3. Results A total of 409 HIV-infected women were enrolled and followed up in the MTCT-Plus program. Of these, 195 (47.7%) women had one or more subsequent pregnancies after enrollment in the MTCT-Plus program (Fig. 1). Among the women with and without subsequent pregnancies, 143 (73.3%) and 155 (72.4%) began ART, respectively. Among the 195 women who had subsequent pregnancies, 116 (59.5%) had one pregnancy, 61 (31.3%) had two pregnancy, 15 (7.7%)

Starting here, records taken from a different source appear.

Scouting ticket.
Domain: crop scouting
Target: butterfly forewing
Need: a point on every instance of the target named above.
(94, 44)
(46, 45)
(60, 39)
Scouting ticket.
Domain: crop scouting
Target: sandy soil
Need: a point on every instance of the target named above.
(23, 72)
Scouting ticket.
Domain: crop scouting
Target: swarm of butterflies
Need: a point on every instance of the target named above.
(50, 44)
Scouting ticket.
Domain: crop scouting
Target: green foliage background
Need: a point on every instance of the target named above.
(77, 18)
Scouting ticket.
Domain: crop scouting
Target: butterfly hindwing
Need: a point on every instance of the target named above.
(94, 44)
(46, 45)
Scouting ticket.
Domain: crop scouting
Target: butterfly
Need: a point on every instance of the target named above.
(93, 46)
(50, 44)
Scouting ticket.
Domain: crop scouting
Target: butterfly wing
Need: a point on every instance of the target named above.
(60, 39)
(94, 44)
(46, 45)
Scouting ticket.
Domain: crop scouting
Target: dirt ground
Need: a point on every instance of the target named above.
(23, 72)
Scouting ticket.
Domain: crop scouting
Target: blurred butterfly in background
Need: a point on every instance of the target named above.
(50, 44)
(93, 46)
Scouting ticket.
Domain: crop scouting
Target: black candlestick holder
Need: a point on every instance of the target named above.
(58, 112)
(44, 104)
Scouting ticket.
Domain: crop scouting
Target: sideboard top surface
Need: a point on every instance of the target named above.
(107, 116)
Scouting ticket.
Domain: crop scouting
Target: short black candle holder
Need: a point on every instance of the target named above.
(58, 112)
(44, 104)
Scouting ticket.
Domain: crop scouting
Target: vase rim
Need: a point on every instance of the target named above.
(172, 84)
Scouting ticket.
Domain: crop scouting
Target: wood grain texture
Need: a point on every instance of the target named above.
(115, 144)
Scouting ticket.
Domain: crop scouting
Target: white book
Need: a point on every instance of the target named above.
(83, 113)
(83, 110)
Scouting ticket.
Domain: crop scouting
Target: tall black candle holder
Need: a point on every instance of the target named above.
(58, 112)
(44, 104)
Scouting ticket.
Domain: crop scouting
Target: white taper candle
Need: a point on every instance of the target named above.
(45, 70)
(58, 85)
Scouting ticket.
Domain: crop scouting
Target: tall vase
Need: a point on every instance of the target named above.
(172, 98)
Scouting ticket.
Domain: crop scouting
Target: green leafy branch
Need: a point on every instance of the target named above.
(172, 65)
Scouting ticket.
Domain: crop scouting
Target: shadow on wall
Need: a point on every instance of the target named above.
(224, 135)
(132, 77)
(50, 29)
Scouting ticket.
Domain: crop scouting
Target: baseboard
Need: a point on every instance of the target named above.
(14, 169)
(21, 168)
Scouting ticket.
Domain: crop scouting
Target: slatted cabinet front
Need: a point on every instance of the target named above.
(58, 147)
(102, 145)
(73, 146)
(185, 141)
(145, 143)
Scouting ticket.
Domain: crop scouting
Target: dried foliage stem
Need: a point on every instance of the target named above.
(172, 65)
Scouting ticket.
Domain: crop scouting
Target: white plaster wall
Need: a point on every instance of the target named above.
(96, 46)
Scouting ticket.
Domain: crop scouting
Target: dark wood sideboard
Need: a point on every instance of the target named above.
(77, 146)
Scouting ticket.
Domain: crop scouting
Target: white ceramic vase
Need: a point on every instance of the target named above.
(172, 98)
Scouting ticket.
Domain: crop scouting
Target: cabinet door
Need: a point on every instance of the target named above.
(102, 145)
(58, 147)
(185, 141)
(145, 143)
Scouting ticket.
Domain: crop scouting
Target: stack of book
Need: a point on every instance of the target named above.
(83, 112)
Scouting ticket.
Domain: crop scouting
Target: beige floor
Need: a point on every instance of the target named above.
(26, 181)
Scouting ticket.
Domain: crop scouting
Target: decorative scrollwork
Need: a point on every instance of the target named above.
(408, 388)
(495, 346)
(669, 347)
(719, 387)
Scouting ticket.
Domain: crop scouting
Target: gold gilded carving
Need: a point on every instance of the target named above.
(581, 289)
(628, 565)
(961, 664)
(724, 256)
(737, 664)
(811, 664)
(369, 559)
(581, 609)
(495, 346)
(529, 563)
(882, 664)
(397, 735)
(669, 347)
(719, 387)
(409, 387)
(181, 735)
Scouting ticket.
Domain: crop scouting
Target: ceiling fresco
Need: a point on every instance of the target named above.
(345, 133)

had three pregnancies, and 3 (1.5%) had four subsequent pregnancies during the study period. At baseline, women with a subsequent pregnancy were younger than those with no subsequent pregnancy (P = 0.017) (Table 1). There were no significant differences between the two groups in terms of the baseline CD4 cell count and the baseline WHO clinical stage. Among women receiving ART, there was no difference in the proportion of women with and without subsequent pregnancies (P = 0.837). Regarding the ART drug combination, 268 (89.9%) women received zidovudine, lamivudine, and nevirapine (ZDV + 3TC + NVP). The combinations of stavudine, lamivudine, and nevirapine (d4T + 3TC + NVP), zidovudine, lamivudine, and efavirenz (ZDV + 3TC + EFV), and stavudine, lamivudine, and efavirenz (d4T + 3TC + EFV) accounted for the remaining 11.1%. Among the 155 women with no subsequent pregnancies, 13 (8.4%) had a new AIDS-defining illness and were classified as experiencing clinical failure, as opposed to 10 (7.0%) women among 143 women with subsequent pregnancies. Overall, the new AIDS-defining illnesses included: severe bacterial infection (n = 9 [39.1%]), pulmonary tuberculosis (n = 5 (21.7%]), grade IV wasting syndrome (n = 3 (13.0%]),
Fig. 2. Kaplan–Meier analysis of time to clinical failure by pregnancy status. Abbreviations: NoPreg, no subsequent pregnancies; SubPreg, subsequent pregnancies.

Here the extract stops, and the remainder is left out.